Stem cells (left) and differentiated neurons (right) visualized by immunofluorescence; the expression of ShcA and ShcC is balanced in these cell populations. Courtesy of Elena Cattaneo, University of Milan, Italy.

The finding of neuronal stem cells in the adult brain has pointed to new avenues of treatment for neurodegenerative diseases and traumatic brain injury. But realizing the clinical potential of this knowledge will depend on an understanding of the molecular mechanisms that control the fate of stem cells in the central nervous system. How is the switch from immature stem cell to mature neuron achieved? Conti and colleagues have taken an important step towards answering this question by showing that changes in the expression of Shc adaptor proteins occur as cells undergo neuronal differentiation.

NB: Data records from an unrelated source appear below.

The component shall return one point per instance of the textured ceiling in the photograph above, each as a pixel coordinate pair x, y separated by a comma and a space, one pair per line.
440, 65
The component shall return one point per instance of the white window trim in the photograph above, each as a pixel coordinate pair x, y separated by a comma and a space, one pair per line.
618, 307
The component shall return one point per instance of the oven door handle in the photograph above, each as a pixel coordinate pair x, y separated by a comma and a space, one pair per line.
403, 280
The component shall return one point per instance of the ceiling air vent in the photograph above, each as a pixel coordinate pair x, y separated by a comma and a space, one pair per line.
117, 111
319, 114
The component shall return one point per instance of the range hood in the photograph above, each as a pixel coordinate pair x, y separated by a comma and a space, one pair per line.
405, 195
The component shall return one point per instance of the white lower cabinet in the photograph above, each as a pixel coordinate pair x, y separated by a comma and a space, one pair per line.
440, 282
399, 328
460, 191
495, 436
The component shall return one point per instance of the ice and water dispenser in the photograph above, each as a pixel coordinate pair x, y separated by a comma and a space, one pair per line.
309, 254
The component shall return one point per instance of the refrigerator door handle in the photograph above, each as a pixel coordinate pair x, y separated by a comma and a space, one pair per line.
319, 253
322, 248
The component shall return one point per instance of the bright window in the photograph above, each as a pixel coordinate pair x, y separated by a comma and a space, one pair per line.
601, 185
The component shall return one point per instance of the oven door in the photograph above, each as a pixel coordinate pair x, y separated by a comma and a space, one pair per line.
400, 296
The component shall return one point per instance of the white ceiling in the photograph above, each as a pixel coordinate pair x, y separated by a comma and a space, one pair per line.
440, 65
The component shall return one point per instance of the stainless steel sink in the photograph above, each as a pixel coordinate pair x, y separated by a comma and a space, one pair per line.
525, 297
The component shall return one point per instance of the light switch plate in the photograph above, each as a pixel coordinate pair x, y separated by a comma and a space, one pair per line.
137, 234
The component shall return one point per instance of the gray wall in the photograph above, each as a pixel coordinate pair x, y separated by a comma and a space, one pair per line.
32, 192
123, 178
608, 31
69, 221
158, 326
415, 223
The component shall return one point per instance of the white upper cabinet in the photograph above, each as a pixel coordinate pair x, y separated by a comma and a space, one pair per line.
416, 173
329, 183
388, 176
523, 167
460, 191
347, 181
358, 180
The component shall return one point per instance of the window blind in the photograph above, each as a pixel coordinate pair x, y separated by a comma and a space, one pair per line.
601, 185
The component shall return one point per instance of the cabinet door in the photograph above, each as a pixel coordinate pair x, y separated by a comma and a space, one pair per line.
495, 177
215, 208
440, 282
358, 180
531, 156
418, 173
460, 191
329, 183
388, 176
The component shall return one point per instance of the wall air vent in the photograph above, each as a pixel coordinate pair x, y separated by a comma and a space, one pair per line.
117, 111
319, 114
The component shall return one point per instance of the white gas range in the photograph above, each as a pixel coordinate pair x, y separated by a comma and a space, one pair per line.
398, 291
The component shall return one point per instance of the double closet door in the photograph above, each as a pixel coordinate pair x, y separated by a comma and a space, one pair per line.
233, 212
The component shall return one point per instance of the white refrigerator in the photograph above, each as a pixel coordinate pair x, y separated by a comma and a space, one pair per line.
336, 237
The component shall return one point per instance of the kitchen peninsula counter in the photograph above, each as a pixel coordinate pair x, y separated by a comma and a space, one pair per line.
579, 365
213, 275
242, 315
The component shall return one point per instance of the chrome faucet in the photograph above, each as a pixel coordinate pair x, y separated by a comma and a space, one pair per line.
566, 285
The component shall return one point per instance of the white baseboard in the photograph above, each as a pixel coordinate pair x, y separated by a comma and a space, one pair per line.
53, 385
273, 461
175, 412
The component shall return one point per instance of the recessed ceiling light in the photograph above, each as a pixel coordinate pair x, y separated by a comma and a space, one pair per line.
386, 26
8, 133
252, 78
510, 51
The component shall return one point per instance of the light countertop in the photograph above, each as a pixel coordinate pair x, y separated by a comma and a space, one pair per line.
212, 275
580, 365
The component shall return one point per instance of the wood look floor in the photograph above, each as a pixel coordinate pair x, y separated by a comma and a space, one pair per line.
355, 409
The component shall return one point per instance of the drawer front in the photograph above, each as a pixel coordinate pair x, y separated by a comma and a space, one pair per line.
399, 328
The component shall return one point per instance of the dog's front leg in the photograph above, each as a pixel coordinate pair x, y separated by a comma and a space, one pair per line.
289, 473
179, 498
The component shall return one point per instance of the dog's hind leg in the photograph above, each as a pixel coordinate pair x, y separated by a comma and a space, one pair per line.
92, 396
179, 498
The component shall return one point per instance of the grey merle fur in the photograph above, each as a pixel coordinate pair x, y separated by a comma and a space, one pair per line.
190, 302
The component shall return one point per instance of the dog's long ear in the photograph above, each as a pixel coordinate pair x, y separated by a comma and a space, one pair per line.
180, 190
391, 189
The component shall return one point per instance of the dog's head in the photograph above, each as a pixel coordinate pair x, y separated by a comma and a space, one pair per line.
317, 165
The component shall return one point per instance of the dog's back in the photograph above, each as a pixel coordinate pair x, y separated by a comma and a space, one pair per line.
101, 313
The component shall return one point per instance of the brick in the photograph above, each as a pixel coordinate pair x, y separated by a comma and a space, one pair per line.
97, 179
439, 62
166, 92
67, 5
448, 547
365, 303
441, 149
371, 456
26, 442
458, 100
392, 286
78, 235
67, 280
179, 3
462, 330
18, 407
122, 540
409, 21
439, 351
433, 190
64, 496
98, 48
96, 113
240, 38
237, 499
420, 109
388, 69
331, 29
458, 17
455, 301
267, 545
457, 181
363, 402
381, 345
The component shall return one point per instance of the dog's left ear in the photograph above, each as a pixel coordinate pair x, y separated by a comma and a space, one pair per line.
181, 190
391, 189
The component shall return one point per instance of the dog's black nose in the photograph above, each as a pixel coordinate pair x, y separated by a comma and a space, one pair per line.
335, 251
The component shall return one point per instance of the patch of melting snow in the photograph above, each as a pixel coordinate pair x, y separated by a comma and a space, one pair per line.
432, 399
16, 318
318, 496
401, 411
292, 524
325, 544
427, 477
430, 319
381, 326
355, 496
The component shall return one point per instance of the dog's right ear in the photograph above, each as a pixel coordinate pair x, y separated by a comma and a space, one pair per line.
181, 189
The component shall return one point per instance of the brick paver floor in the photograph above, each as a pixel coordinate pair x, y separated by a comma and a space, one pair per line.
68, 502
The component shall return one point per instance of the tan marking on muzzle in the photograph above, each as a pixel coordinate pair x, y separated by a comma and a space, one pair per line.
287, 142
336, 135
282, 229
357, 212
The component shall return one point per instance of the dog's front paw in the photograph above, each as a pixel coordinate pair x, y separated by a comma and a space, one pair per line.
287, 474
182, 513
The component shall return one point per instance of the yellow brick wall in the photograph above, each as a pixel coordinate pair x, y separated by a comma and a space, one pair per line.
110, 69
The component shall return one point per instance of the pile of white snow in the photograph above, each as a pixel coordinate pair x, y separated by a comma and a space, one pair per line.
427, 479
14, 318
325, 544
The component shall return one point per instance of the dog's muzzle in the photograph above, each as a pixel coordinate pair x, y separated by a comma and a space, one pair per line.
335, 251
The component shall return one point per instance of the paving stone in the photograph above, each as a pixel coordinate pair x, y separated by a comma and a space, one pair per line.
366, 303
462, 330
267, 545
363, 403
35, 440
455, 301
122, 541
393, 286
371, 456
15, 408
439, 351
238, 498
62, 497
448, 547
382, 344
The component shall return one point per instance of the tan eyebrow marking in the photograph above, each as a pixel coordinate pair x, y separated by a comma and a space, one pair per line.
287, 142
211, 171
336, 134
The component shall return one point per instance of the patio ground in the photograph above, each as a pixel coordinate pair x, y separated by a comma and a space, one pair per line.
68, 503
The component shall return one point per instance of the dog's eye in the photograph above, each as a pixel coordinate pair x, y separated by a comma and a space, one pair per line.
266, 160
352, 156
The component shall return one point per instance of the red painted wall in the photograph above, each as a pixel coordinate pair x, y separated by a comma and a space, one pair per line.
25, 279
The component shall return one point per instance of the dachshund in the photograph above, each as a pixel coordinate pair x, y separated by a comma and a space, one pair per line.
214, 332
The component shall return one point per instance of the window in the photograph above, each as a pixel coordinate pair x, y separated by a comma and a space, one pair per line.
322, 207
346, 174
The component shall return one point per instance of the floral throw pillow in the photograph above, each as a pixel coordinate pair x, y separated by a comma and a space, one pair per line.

Shc proteins couple activated protein tyrosine kinase receptors to downstream signalling pathways, allowing cells to respond to trophic agents such as nerve growth factor. As they report in Nature Neuroscience, Conti et al. showed that neuronal precursors differ from mature neurons in their expression of two forms of Shc. So, whereas neuronal stem/progenitor cells express ShcA, they were found to be largely devoid of ShcC. Conversely, ShcC was expressed at relatively high levels in the mature brain, unlike ShcA, which was downregulated as development progressed. In fact, ShcC was expressed only in post-mitotic neurons, apparently replacing ShcA, and its level of expression increased with brain maturation.

Conti et al. went on to show that ShcA, expressed in cultured neuronal progenitors, and ShcC, expressed in these cells as they differentiated, could be activated equally by the same ligands; but whereas the former supports the proliferation of neuronal precursors, ShcC was found to activate pathways that promote the survival and differentiation of post-mitotic neurons. These data indicate that the switch from ShcA to ShcC drives the transformation of progenitor cells into fully functional neurons. But what causes this shift in expression? Finding the answer to this question could be the next step in our efforts to harness the therapeutic potential of neuronal stem cells.